Judge Rogers dissented, arguing that plaintiffs' membership in the Chaplains Corps gives them sufficient particularized injury to meet the Article III standing requirements. (See prior related posting.)

Westboro Baptist Church Fire Called Hate Crime By Church's Leader

On Saturday morning, according to a report by PageOneQ, a fire broke out at Topeka, Kansas Westboro Baptist Church causing from $10,000 to $30,000 damage. Westboro has gained national notoriety by its activities in picketing military funerals and other events with signs condemning America's tolerance for homosexuality. The Church's pastor, Fred Phelps, sent a hate crime complaint to the Justice Department and other law enforcement agencies on Sunday, charging that the fire was motivated by religious hatred. (WIBW). Meanwhile, in a message posted on You Tube, Phelps said: "This is the latest in a long line of criminal acts perpetrated against us by the mean-spirited citizens of this evil, hellbound nation." (PageOneQ report containing the YouTube clip.)

Florida Court Rejects Challenges To November Ballot Initiatives

In Ford v. Browning, (FL 2nd Cir. Ct., Aug. 4, 2008), a Florida trial court has rejected challenges to two initiatives placed on the November ballot by the state's Taxation and Budget Reform Commission. Initiative 7 proposes repeal of a provision in Florida's Constitution that bans use of public funds to aid any religious or sectarian institution. It also adds language barring exclusion of any person or institution from any public program because of religion. Initiative 9 changes language in Florida's constitution regarding public schools to essentially overrule an earlier state supreme court decision striking down school vouchers. The amendment also requires at least 65% of a district's school funding to be spent on classroom instruction. (See prior posting.)
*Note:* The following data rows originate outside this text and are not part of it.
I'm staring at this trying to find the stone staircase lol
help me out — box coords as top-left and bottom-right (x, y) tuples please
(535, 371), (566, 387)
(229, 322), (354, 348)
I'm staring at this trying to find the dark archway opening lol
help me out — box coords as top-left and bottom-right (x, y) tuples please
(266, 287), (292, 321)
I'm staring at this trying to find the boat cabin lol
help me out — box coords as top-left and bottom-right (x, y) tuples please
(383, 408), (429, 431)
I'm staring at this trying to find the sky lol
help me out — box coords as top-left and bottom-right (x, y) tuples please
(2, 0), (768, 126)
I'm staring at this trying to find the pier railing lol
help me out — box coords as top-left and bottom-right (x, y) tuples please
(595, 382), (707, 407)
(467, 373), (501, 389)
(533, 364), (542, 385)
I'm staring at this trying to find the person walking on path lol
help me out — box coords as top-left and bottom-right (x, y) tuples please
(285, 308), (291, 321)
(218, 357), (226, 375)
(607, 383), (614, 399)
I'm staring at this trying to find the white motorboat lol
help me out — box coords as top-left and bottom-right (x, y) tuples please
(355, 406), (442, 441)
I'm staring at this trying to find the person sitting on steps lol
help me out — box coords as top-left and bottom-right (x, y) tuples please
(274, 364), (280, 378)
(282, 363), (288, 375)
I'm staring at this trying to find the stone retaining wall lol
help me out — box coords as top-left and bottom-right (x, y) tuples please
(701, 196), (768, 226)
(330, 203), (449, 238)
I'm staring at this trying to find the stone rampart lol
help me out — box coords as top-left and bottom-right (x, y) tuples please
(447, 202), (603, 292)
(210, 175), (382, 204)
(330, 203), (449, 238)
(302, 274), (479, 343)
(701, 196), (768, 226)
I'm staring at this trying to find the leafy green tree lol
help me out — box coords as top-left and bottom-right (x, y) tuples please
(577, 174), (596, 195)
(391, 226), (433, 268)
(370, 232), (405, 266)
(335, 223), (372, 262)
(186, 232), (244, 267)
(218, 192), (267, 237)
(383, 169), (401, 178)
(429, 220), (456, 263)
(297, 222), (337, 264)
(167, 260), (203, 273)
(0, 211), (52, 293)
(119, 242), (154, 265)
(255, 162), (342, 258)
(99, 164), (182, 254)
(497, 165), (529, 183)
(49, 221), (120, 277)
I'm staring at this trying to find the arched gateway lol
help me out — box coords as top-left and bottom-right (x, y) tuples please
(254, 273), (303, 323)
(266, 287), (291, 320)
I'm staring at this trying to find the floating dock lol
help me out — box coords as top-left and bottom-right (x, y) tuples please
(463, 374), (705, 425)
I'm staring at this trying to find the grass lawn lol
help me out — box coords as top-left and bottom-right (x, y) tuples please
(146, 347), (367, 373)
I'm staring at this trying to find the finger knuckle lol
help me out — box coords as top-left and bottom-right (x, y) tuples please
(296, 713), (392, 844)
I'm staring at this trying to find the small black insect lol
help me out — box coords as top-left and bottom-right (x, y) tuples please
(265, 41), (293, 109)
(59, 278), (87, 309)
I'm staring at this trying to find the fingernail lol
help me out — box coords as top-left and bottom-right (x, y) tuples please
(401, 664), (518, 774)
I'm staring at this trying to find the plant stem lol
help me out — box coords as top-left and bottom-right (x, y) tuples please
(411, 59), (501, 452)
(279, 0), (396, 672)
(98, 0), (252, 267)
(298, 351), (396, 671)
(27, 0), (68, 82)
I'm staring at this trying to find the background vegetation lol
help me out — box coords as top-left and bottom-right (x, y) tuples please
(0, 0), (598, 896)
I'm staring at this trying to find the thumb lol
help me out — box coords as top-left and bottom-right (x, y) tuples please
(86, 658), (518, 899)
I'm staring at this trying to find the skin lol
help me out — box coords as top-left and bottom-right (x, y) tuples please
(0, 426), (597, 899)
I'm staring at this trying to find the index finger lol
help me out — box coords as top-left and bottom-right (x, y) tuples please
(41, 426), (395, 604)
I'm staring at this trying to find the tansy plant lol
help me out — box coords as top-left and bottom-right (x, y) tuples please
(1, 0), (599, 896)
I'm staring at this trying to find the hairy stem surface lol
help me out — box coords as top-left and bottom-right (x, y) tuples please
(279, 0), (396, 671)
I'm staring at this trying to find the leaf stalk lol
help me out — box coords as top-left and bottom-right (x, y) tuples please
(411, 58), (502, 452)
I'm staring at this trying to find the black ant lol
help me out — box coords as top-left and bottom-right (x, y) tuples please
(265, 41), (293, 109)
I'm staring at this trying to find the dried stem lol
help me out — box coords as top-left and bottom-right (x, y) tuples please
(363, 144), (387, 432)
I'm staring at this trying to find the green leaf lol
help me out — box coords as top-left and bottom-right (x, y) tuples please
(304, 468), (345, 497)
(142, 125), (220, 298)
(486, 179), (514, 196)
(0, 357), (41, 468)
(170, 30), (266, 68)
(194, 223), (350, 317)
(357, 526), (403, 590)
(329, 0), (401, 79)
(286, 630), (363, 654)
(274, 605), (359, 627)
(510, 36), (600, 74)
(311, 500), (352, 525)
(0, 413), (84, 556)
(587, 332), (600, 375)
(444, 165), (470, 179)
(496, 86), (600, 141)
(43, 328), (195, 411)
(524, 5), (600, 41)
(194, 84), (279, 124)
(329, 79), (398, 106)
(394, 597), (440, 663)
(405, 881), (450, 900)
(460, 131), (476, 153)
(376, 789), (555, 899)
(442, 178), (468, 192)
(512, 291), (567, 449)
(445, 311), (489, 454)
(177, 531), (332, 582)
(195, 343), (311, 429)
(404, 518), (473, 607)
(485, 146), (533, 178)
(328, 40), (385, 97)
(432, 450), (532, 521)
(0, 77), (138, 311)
The court held that the two ballot initiatives were within the authority of the Taxation and Budget Reform Commission since they both involve matters relating to taxation or the budgetary process. It also found that the title and ballot summary for Initiative 9 are not misleading to voters. The Florida Times-Union reports on the decision. Alliance Defense Fund issued a release supporting the court's decision. Americans United for Separation of Church and State announced it would appeal the ruling.

Spanish Lawsuit Seeks To Rehabilitate Reputation of Knights Templar

In Spain, a group claiming to be descended from the legendary Knights Templar has filed suit against the Vatican in an attempt to restore the The Templar's reputation. The Association of the Sovereign Order of the Temple of Christ has sued, asking the Vatican to recognize the seizure of assets worth 100 billion Euros by Pope Clement V. Yesterday's London Telegraph reports:

The Templars was a powerful secretive group of warrior monks founded by French knight Hugues de Payens after the First Crusade of 1099 to protect pilgrims en route to Jerusalem. They amassed enormous wealth and helped to finance wars waged by European monarchs, but spectacularly fell from grace after the Muslims reconquered the Holy Land in 1244 and rumours surfaced of their heretic practices. The Knights were accused of denying Jesus, worshipping icons of the devil in secret initiation ceremonies, and practising sodomy....

The legal move by the Spanish group ... follows the unprecedented step by the Vatican towards the rehabilitation of the group when last October it released copies of parchments recording the trials of the Knights between 1307 and 1312.... The Chinon parchment revealed that, contrary to historic belief, Clement V had declared the Templars were not heretics but disbanded the order anyway to maintain peace with their accuser, King Philip IV of France.